今、この静かな谷間の町は空前の観光ブームを迎えています。
NHK大河ドラマが、この谷の国人領主 井伊氏を取り上げたのです。
きょうは、この井伊谷のお話を少し。
井伊氏は、南朝の昔からこの地を本貫とする豪族、いわゆる国人領主です。
しかし、井伊のような小規模領主は、平時であればともかく、
乱世ともなると国境を接する大規模勢力の動静を見極めねばならず、
その領地運営の舵取りは困難を極めます。
時は戦国。東に仰ぐは駿河の太守 名家今川。
井伊氏は、足利の血を引くこの名門の軍門に降り
所領の安堵を得たものの、時のうねりは平安な暮らしを許しません。
大きな傘であったはずの今川は衰退期に入り、南下する甲斐の古豪 武田、
それに呼応した三河の新興勢力 徳川の挟撃を受けます。
井伊の運命や如何に。
この難局から井伊を救ったのが、時の当主 尼小僧 次郎法師、おんな城主 直虎です。
この後に家督を継いだ直政は、徳川家家中でめきめきと頭角を現し、
若輩ながら四天王の末席に名を連ねるほどに出世します。
以来、その宗家 掃部頭(かもんのかみ)家は15代にわたって幕閣に深く関わり、
幕末には大老 掃部頭 直弼を輩出します。
この井伊谷の見どころは大きく分けて二つ。
神宮寺川で南北に分けられた、井伊谷城址のある北側と龍澤寺のある南側。
城山の南端に突き出た峰に残る城址からは、
のどかな谷間に田圃が広がる井伊谷の様子がパノラマに広がります。
一方、井伊家の菩提寺 龍澤寺は、小堀遠州作庭の庭が美しい、
それはそれはすばらしいお寺です。
寺の北には、後醍醐帝の皇子 宗良親王のご陵墓もあります。
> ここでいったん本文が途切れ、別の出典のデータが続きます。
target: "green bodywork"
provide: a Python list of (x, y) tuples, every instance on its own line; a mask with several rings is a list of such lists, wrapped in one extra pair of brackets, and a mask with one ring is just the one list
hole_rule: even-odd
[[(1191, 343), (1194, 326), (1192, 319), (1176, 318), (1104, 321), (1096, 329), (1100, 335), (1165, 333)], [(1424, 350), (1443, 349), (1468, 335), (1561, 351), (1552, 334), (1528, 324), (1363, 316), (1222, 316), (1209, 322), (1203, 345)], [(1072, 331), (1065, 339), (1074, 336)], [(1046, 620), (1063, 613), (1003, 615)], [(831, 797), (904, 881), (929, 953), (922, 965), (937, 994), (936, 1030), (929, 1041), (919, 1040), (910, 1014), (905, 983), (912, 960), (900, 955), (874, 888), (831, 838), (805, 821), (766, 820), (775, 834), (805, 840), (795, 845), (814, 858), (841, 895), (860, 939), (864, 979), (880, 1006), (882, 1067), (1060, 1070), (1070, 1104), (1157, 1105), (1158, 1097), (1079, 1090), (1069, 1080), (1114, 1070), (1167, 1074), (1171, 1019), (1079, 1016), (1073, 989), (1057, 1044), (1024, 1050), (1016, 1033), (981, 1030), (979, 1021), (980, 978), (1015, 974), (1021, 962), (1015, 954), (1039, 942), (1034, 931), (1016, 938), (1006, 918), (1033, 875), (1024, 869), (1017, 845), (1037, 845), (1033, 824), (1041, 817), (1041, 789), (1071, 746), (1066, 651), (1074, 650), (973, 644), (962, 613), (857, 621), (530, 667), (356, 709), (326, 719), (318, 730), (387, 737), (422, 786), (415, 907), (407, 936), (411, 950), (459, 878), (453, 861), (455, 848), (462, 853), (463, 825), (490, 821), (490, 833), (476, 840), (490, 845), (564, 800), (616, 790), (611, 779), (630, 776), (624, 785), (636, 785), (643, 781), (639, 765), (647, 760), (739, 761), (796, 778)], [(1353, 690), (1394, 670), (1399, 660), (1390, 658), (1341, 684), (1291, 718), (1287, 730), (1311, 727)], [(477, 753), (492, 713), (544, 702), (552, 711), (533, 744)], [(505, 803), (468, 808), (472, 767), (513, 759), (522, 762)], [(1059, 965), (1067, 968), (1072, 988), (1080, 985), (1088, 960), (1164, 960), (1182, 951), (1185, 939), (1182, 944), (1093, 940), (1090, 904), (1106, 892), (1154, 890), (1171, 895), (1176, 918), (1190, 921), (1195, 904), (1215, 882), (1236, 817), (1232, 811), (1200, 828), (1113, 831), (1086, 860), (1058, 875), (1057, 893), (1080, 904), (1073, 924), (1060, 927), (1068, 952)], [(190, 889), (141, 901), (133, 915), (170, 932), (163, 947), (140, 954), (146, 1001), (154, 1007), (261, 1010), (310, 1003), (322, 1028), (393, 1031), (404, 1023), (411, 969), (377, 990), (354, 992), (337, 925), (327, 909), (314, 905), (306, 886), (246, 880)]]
さすが、南朝派。
そして、寺の山門を出て南へ下るとお待ちかねの休憩処。
名物『出世だんご』は、ふりかけられた浜納豆の塩気が効いて旅の疲れを癒します。
おまけは、同店の『カキ氷 三ケ日みかん氷』。
これもすばらしい。
店の兄さんもイケメンだし。
言い伝えよれば、常に民と共にあった国人領主時代の井伊家の領地支配。
井伊谷は、そんな中世の記憶を今ににとどめる、ロマンチックな谷間の町でした。